EMBATTLED Gavin Williamson was dealt a fresh blow on Saturday night after his plan to solve the A-level fiasco was torn up by exam chiefs.
They told the Education Secretary his “triple lock” appeals pledge is unworkable — plunging the results of thousands of students into deeper chaos.
A ministerial colleague described him as a “dead man walking” with two further flashpoints looming on the horizon.
About 700,000 pupils will receive their GCSE grades this week, raising the prospect of an even bigger shambles — ten days before kids return to school. On Saturday night a senior Tory said: “Gavin may be feeling the heat now. But if he fails to deliver a full re-opening of schools in September, he’s toast.”
The A-level shambles took a new twist 48 hours after nearly four in ten marks were downgraded by an algorithm, sparking fury among teachers, parents and pupils.
Mr Williamson had promised that students who were unhappy with their grades could either accept the result of their mock exams — or take up the offer of an autumn re-sit.

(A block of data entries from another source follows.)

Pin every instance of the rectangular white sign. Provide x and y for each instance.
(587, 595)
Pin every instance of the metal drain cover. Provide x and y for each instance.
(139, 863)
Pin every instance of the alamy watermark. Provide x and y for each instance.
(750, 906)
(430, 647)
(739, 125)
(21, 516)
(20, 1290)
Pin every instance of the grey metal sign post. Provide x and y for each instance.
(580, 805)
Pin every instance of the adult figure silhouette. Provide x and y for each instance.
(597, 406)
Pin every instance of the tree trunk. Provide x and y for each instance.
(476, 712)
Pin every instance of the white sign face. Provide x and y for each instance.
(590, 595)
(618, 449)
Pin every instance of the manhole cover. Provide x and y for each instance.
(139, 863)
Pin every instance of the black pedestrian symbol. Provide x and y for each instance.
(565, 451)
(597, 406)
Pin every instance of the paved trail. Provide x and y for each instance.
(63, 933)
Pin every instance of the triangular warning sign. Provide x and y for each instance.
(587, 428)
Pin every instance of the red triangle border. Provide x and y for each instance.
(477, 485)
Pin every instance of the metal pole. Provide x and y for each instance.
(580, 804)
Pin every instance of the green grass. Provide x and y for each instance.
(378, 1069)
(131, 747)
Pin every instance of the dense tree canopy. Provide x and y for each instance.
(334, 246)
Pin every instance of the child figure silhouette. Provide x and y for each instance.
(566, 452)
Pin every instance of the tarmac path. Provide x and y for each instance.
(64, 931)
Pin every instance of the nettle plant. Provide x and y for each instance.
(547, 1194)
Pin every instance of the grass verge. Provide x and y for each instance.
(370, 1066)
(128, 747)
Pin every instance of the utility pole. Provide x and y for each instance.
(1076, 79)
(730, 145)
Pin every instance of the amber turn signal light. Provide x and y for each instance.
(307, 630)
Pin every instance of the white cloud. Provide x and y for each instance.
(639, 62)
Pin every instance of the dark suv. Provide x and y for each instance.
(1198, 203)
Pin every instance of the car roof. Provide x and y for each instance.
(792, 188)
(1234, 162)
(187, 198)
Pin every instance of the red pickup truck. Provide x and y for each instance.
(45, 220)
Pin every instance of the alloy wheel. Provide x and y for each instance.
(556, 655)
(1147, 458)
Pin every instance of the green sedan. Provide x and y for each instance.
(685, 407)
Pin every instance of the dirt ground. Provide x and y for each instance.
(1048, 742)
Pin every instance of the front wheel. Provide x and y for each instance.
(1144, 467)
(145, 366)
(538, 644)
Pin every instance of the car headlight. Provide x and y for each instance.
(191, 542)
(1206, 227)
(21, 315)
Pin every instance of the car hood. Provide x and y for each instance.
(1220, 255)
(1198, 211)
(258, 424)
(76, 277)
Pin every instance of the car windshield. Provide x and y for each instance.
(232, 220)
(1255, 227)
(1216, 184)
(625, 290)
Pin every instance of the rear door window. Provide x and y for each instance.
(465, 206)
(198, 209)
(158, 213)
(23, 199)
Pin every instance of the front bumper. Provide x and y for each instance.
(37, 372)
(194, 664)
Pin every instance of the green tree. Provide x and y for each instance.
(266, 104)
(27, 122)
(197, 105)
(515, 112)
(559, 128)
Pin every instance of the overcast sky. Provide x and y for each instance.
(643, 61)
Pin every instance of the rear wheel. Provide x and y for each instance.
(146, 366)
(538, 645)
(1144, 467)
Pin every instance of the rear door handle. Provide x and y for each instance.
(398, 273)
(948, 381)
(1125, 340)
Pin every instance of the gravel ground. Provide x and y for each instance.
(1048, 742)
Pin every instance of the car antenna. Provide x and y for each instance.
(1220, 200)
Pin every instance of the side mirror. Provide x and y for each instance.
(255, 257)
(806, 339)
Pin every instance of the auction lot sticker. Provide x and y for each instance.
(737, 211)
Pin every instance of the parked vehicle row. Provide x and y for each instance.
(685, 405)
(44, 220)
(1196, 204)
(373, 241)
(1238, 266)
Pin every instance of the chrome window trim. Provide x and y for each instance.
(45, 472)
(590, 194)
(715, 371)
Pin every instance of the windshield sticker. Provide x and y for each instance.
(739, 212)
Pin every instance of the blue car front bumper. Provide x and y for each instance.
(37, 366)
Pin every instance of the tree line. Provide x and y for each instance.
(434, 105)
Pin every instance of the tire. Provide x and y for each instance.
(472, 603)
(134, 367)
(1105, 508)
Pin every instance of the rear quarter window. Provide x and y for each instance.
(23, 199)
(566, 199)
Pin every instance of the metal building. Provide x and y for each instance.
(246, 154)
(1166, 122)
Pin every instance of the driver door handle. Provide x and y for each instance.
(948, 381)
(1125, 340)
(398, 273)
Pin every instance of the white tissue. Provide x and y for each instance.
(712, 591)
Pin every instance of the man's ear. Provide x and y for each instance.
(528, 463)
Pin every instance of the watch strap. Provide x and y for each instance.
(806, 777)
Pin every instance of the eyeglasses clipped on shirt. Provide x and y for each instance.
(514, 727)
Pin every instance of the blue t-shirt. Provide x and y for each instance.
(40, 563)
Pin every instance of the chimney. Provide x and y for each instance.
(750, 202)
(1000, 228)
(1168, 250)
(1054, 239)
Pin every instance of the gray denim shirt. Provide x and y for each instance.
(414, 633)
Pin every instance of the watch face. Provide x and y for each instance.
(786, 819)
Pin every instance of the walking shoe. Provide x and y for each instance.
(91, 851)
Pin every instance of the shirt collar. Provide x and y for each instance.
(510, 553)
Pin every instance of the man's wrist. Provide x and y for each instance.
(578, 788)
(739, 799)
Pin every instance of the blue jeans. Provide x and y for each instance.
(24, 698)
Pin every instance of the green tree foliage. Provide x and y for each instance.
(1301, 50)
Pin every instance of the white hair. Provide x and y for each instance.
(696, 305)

But the exam regulator stepped in to rule that teachers’ predicted grades will take precedence over mock results. Labour claimed the Ofqual guidance had added to the confusion of thousands of teenagers facing an uncertain outcome.
Shadow Education Secretary Kate Green accused Mr Williamson of drawing up his solution “on the back of a cigarette packet”.
Downing Street on Saturday night insisted the PM still has “full confidence” in Mr Williamson.
But senior Tories fear teaching unions can “smell blood” and it will give them added incentive to block September reopening.